Quote Originally Posted by LEGERdeMAIN View Post
No, they said it as a noun. I moved in with a family of a friend in between leases and the first dinner I had with them, her mother said, "do you want some drink?". I assumed she had meant "something to drink" so I said "yeah, I'll have water", she looked at me like I was crazy and/or stupid and then asked "well, do you want some drink or do you want some water? Never mind, you can get it youself, you're a big boy". lulz. I was really confused because I thought water was a drink. The friend later told me that drink is just a blanket term like soda. I don't think it's very widespread, I've only heard it in the town I grew up in and the surrounding area.

Drink is common as a noun, but usually doesn't refer to sugary carbonated beverages. I think it's mostly used as in "Do you want to get drinks later?" etc.

drink (drngk)
v. drank (drngk), drunk (drngk), drink·ing, drinks
1. To take into the mouth and swallow (a liquid).
2. To swallow the liquid contents of (a vessel): drank a cup of tea.
3. To take in or soak up; absorb: drank the fresh air; spongy earth that drank up the rain.
4. To take in eagerly through the senses or intellect: drank in the beauty of the day.
a. To give or make (a toast).
b. To toast (a person or an occasion, for example): We'll drink your health.
6. To bring to a specific state by drinking alcoholic liquors: drank our sorrows away.
1. To swallow liquid: drank noisily; drink from a goblet.
2. To imbibe alcoholic liquors: They only drink socially.
3. To salute a person or an occasion with a toast: We will drink to your continued success.
1. A liquid that is fit for drinking; a beverage.
2. An amount of liquid swallowed: took a long drink from the fountain.
3. An alcoholic beverage, such as a cocktail or highball.
4. Excessive or habitual indulgence in alcoholic liquor.
5. Chiefly Southern U.S. See soft drink.
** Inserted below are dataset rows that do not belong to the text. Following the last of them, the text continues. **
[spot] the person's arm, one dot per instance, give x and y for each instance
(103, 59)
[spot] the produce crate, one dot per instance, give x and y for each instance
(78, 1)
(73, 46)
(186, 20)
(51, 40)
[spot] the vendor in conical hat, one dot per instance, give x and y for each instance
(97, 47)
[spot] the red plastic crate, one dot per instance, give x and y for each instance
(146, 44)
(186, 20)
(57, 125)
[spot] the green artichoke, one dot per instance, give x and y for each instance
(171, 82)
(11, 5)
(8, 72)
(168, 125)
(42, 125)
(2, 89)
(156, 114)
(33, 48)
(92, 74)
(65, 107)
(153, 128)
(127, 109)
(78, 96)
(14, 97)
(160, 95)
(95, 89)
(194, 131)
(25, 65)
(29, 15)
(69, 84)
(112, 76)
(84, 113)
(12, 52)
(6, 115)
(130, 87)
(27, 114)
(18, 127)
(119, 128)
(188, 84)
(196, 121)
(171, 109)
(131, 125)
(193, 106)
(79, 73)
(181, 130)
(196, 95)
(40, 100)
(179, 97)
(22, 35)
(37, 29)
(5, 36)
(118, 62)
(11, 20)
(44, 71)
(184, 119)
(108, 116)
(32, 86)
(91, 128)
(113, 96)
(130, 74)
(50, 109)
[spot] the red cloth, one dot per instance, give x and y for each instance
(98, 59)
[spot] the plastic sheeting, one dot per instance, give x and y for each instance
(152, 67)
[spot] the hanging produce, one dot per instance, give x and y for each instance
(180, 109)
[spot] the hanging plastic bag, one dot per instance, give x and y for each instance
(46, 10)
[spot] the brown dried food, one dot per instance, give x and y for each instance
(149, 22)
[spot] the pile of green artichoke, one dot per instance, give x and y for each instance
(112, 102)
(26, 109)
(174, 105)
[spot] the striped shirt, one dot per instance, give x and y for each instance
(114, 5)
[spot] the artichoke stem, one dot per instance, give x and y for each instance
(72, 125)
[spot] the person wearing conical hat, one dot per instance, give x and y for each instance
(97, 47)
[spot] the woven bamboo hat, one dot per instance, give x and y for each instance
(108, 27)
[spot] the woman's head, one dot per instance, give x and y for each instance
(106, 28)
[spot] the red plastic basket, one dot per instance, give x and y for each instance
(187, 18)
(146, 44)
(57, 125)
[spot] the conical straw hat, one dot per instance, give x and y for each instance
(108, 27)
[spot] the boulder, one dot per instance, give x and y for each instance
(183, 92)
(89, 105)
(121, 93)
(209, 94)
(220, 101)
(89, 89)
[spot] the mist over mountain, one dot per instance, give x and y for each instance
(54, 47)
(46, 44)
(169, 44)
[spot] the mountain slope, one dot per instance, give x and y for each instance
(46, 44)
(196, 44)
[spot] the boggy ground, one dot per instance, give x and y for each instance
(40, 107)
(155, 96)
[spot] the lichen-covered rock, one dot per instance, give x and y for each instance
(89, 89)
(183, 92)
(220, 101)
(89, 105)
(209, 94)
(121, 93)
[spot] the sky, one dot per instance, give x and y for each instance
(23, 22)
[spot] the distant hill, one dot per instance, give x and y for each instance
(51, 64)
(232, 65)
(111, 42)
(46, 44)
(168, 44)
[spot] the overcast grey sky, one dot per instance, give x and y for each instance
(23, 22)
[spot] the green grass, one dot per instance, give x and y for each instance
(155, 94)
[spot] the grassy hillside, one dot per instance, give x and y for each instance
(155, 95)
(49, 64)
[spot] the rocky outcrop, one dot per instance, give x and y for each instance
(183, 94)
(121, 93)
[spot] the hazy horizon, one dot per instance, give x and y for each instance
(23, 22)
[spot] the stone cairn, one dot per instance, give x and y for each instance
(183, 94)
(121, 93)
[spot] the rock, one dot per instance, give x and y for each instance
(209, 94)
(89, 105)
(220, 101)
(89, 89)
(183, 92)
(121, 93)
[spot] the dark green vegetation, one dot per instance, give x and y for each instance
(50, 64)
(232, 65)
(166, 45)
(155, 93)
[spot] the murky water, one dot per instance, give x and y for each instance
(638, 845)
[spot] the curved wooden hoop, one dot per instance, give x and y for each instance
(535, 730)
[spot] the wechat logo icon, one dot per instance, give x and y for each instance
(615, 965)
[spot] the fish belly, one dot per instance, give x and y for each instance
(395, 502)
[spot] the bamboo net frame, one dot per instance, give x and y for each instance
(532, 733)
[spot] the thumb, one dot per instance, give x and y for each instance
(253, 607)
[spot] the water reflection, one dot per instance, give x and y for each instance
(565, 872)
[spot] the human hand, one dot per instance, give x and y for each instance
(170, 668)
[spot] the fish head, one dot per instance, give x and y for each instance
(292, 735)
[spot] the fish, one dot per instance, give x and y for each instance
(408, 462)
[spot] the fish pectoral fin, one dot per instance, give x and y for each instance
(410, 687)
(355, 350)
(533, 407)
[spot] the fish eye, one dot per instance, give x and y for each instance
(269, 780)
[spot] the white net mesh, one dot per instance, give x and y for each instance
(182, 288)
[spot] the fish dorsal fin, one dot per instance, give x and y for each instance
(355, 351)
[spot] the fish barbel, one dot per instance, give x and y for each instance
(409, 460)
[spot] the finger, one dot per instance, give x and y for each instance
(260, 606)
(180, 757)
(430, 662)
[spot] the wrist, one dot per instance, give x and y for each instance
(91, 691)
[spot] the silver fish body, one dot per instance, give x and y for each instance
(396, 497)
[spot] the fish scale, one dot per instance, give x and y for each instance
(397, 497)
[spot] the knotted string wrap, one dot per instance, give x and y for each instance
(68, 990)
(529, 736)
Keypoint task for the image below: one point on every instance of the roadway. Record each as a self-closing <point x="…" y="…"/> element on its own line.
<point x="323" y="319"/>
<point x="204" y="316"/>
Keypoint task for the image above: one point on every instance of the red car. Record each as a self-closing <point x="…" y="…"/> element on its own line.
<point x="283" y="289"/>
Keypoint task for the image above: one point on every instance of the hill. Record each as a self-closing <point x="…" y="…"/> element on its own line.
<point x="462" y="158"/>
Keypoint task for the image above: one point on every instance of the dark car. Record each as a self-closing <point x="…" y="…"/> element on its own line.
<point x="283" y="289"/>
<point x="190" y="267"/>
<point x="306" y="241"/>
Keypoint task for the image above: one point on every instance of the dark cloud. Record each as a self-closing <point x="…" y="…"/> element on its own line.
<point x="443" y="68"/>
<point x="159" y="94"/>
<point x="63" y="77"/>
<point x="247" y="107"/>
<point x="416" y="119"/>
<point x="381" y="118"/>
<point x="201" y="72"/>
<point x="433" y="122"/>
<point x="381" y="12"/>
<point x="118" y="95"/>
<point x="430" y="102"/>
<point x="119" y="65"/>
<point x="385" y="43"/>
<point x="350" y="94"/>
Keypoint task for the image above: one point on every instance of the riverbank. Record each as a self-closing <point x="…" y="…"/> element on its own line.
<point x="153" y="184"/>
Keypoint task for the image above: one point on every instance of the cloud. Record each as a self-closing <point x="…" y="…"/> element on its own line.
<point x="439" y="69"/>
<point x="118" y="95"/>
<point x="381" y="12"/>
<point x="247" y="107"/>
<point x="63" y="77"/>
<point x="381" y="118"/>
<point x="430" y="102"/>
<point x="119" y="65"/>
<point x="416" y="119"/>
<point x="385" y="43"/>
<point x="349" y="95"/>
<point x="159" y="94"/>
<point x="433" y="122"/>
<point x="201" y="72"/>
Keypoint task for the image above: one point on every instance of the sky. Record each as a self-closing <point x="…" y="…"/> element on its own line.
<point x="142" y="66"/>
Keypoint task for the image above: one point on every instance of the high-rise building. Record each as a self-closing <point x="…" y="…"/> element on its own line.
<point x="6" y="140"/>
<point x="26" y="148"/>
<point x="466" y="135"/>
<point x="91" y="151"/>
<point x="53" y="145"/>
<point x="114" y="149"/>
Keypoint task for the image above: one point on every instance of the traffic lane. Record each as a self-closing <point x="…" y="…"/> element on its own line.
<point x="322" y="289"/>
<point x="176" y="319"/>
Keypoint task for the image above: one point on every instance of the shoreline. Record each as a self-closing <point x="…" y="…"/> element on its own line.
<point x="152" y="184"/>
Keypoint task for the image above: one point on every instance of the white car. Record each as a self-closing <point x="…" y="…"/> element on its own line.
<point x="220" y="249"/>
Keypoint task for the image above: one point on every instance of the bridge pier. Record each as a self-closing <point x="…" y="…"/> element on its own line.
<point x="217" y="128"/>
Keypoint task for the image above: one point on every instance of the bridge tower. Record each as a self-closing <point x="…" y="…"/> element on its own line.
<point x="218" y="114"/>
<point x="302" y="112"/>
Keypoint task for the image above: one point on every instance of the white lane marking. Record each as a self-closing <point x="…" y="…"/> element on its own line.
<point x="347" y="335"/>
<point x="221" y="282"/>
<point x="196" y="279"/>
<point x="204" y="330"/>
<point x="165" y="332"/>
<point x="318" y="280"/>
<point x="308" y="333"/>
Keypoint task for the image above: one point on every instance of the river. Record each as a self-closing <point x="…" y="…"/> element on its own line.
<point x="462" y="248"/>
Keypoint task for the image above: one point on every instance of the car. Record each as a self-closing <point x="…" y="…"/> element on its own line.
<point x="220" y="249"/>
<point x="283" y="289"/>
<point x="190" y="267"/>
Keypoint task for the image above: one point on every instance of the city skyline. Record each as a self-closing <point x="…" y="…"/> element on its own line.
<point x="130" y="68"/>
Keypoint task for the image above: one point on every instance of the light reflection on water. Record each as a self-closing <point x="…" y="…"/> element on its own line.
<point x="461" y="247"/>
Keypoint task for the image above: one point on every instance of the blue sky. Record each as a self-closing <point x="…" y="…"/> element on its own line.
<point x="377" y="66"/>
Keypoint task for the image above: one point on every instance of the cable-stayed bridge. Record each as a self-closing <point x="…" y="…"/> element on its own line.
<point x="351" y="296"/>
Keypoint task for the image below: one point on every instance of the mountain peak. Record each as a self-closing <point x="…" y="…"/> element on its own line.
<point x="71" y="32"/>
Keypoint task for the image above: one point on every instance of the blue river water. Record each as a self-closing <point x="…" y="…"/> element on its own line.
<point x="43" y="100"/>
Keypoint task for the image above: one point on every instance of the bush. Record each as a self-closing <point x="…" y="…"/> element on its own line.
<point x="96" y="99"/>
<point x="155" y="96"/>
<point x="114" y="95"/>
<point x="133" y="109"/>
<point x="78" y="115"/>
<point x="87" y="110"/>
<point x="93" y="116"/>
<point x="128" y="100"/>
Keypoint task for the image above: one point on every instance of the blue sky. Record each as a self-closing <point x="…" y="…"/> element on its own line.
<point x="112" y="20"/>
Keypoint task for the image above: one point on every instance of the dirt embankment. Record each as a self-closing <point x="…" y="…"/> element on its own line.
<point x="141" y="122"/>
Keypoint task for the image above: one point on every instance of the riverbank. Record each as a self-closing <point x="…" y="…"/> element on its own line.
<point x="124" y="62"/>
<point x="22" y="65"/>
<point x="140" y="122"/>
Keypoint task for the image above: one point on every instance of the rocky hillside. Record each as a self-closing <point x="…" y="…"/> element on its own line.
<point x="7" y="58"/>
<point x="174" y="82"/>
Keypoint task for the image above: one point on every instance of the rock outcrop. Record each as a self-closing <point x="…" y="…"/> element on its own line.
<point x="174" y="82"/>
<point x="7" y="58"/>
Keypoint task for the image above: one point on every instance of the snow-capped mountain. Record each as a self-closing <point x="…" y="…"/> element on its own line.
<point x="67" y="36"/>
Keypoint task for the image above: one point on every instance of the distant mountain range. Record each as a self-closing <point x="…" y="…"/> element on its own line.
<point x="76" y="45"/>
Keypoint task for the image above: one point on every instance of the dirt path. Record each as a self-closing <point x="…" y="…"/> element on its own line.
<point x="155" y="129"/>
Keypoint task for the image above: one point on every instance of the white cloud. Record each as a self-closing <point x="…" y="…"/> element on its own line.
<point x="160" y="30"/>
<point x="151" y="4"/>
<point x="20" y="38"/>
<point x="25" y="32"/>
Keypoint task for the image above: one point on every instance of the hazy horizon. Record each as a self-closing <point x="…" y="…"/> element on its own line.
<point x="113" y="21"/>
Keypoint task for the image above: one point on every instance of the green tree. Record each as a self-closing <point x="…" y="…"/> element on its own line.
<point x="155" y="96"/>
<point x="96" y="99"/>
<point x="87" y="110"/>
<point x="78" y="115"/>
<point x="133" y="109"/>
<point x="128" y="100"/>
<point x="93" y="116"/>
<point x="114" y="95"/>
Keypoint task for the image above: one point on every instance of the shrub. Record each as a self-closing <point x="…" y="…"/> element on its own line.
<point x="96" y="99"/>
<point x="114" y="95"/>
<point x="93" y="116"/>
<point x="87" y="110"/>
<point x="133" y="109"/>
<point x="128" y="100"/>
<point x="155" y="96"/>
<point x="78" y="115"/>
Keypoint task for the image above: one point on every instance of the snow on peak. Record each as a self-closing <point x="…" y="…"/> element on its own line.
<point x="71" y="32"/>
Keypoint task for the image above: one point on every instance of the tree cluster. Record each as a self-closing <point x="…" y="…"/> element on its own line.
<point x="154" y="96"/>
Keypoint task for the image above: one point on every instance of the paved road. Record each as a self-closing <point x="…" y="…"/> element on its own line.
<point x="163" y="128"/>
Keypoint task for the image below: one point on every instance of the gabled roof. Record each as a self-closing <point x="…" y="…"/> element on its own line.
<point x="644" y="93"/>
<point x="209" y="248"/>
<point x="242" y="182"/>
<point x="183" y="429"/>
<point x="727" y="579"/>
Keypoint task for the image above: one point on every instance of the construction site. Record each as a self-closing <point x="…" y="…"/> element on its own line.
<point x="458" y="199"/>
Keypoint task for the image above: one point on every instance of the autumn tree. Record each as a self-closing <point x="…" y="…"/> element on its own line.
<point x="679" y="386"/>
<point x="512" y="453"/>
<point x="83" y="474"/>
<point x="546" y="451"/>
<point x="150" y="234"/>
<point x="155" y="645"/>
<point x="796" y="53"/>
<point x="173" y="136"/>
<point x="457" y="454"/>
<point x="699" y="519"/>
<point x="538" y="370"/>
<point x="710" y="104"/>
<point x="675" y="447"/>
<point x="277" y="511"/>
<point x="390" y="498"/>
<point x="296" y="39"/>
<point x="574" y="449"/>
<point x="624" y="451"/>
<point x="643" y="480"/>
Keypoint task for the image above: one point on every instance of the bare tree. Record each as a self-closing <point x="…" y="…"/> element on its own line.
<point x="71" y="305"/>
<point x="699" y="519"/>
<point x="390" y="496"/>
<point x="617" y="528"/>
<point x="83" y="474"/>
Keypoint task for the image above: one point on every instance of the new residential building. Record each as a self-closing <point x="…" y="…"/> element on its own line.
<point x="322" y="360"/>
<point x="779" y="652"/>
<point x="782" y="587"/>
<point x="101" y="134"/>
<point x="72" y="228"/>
See Regional Note at tonic.
6. Slang A body of water; the sea: The hatch cover slid off the boat and into the drink.
Ah, yes, I realized I spoke too soon, saying it was never used as a noun, because of course, we do say, "Do you want A drink?" or "Do you want a soft drink?" But yeah, I've still never heard it just called "drink." That does sound like a very local thing. It would bug me if I heard someone say it.

And like EffEm said, I have heard people say "orange drink" to distinguish it from juice.